The comparison of the outcomes of different surgical techniques is the foundation of progress in cardiac surgery. Still, estimating treatment effects is a complex methodological challenge.
Randomized trials have low risk of bias but limited external validity. On the other hand, observational studies have a higher risk of bias and confounders but are more representative of clinical practice. While in theory biases may lead to an overestimation of the treatment effect in observational studies and the lower external validity may reduce the treatment effect in randomized trials, it has been reported that in other fields the estimates of treatment effects are qualitatively and quantitively similar between the two. Although no data specific to cardiac surgery exist, we believe that this concordance does not hold true for cardiac surgery studies (and probably for surgical studies in general).
For several decades the cardiac surgery community has relied on observational comparative studies, often due to the perception than randomized trials are too challenging and complex. We have described how only less than 10% of the available evidence on the 10 most commonly performed surgical procedures comes from randomized trials and how the number of published cardiac surgery trials has decreased significantly over the course of the last 20 years.

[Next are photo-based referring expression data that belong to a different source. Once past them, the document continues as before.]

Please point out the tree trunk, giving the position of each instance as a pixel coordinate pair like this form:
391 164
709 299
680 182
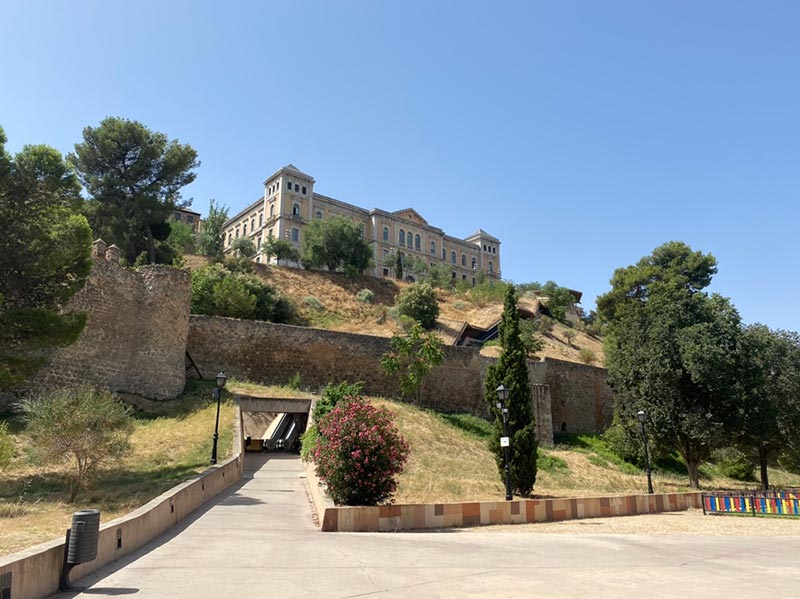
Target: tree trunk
763 453
693 466
151 245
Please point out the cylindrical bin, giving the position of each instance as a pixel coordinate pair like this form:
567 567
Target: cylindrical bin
83 536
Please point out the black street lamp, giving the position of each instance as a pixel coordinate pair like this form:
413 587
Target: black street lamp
502 396
642 420
221 378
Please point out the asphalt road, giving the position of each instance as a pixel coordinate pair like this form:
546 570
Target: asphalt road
258 541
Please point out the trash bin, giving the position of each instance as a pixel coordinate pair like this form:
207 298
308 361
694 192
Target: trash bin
83 536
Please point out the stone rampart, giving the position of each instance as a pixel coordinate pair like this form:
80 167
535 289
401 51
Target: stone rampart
268 353
136 330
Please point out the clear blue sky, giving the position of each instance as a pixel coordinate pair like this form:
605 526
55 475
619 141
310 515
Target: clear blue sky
582 134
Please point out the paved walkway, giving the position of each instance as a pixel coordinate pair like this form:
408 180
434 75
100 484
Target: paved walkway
258 541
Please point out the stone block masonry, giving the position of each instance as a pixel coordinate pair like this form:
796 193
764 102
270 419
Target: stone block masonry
136 330
562 392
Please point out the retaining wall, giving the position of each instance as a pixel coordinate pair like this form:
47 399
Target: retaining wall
442 515
35 572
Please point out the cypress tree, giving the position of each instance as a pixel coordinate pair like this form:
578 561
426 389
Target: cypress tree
511 370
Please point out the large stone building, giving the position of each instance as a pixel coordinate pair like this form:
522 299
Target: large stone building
289 203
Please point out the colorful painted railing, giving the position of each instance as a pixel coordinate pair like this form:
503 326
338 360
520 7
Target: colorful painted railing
778 503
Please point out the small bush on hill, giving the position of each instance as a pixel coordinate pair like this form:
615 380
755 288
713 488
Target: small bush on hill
314 303
88 426
359 454
419 302
588 356
365 296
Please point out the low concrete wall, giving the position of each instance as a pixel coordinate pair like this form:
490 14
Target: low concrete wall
442 515
35 572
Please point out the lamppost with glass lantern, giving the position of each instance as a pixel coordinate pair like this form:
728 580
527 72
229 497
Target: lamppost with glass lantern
502 396
642 420
221 378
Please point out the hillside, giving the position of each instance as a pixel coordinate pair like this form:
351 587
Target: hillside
330 301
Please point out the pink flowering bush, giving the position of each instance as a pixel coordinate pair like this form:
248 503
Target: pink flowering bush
359 453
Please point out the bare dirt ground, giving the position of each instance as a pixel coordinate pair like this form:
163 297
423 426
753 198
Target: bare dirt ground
691 522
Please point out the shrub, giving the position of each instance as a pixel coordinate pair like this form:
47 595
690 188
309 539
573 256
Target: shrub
365 296
313 303
588 356
419 302
359 454
6 446
88 426
734 464
332 394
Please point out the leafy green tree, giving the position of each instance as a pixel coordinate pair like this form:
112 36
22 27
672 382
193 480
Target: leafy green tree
134 177
87 426
44 259
282 250
181 237
211 237
530 337
411 358
336 243
6 446
770 394
244 246
217 291
418 301
511 371
672 351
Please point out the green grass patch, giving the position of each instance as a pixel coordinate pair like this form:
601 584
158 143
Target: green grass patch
597 451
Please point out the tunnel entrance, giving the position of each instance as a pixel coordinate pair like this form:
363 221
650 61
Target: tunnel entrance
273 424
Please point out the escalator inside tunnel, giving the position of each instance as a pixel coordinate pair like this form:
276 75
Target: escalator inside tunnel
274 431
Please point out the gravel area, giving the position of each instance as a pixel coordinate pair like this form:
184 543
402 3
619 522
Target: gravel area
691 522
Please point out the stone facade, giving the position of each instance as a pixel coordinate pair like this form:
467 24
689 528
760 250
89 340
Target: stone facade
273 353
289 203
136 330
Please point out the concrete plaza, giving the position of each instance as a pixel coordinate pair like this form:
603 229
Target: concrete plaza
258 540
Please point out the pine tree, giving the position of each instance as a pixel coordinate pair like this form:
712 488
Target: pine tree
511 370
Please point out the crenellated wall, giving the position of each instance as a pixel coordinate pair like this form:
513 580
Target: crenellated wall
136 330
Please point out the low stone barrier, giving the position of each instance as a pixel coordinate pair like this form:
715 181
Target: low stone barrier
388 518
35 572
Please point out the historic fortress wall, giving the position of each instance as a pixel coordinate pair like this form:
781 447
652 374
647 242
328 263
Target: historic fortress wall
566 396
136 330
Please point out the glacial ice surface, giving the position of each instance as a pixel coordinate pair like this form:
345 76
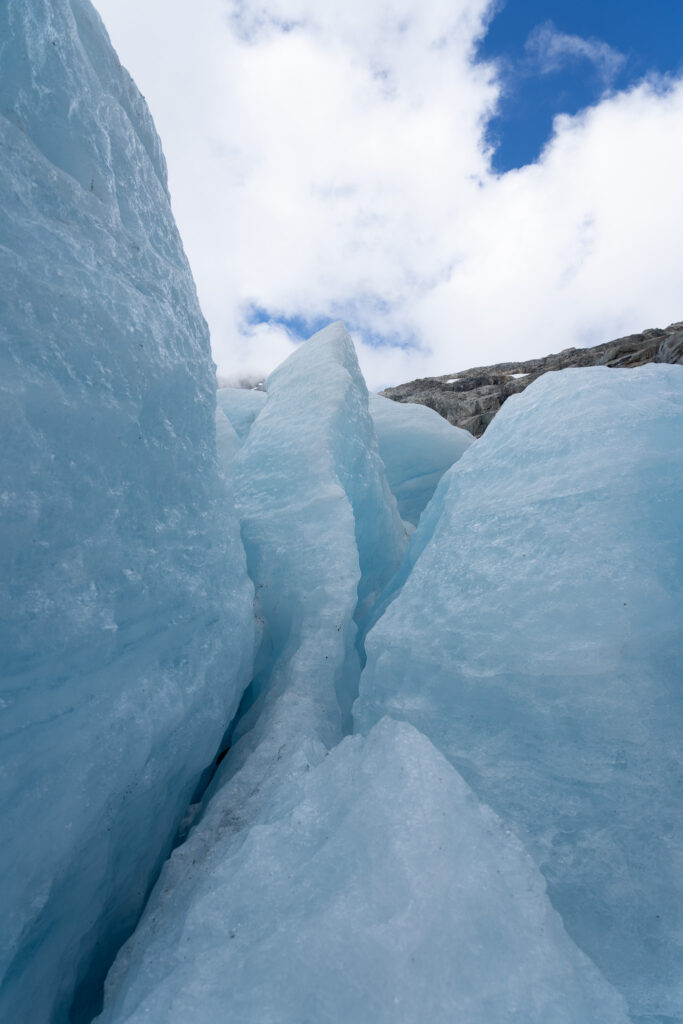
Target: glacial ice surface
417 446
241 406
535 636
416 443
323 537
373 888
125 607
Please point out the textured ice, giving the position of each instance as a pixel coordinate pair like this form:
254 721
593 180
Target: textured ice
417 446
537 640
241 407
323 538
387 894
124 601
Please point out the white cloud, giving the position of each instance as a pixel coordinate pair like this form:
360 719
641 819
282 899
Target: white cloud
328 160
551 50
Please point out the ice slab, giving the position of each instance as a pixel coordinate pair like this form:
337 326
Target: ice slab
124 601
537 640
323 537
386 893
417 446
241 407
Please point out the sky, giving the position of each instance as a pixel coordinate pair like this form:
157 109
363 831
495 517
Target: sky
462 181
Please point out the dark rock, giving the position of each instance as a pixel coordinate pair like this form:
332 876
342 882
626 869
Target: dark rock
470 398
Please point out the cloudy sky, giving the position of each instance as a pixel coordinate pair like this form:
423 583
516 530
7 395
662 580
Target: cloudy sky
461 181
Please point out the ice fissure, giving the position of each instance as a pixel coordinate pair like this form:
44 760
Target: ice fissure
361 778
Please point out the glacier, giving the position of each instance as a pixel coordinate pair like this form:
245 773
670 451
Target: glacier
312 710
125 606
387 894
417 446
534 634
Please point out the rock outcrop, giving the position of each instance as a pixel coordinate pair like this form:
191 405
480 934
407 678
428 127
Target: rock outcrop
472 397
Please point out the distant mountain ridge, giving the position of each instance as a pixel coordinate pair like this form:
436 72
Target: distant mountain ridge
470 398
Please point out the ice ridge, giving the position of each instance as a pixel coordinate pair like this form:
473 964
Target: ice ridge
125 606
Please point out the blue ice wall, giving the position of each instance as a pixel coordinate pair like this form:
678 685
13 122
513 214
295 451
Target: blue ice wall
537 640
125 608
417 446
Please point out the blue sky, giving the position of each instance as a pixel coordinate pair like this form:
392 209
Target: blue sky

This attitude has resulted in the fact that many research questions have been unresolved for decades. On the other hand, few committed investigators have been able to successfully complete large trials showing that randomized trials in cardiac surgery are possible and, based on previous points, absolutely necessary. It is the responsibility of the surgical community to work collectively to design and implement the high-quality trials that are needed to provide answers to critical clinical questions.